Print Me Calvin Klein




Brooke Shields



        In a "sex sells" society, just how affective are image-based ads with nudity, sexual poses, and passionate expressions? Advertisements focus on trying to bring in the consumer to coax them to buy the product. The best ways to sell a product are to find what the culture is interested in and place that idea or interest as the center of the advertisement. However, interest and ideas are not what catch a consumer's eye when flipping through visual media-images do. Margaret Duffy describes in Gender and Utopia in Advertising how "[...] advertising is a bellwether of cultural trends, a mirror of social values, and a powerful, usually malevolent force that shapes those values" (Manca 5). Images make up this advertising trend that focuses on the social culture. Today, society is very much an image driven and influenced culture, it is found everywhere one turns-billboards, magazines, commercials, posters, etc. Within advertisements, semiotics proves to attempt to decode these images that have been so strategically placed in front of consumers.

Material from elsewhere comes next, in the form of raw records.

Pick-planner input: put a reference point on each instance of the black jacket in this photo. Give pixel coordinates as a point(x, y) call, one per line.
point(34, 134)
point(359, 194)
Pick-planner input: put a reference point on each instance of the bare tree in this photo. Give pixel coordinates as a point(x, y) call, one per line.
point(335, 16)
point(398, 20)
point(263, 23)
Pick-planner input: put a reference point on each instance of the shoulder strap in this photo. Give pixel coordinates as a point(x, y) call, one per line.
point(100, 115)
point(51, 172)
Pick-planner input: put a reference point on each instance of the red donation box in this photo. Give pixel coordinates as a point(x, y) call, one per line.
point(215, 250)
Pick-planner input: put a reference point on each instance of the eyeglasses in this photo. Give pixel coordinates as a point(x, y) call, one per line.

Semiotics focus on the production of an image, the gaze that aids in the purpose and the cultural connection that develops from the visual image, all to influence the consumer and sell their product. More specifically, sex based advertisements focus on the use of nudity and sexual content to attract and direct the culture and its beliefs. This is seen in the advertisement ways of Calvin Klein Inc, or more commonly known as Calvin Klein or cK.

        Calvin Klein has struggled with keeping its sexual ideas hidden for many years. In the 1980s cK hired Brooke Shields, a 15-year old at the time, to pose for their jean line ads in a provocative manner. This proved to cause immense amount of controversy in the media because of the manner in which cK choose to present the ad with Brooke slipping into her cK jeans and saying that "nothing came between her and her Calvin's" (Reichert 2001). Advertisement proved to be a key place for cK to make a profit off their jean line. Once cK had become the fastest and most successful line of jeans, cK saw that anything they published would be seen by and influence their target consumer (Marsh 53). Even today, "Calvin Klein produces some of the most recognizable and memorable ads each year, resulting in annual retail sales of over $5 billion"(Reichert 2003, 33). This pushed cK to break from the conventional publications that were much more conservative and stick to the "sex sells" appeal.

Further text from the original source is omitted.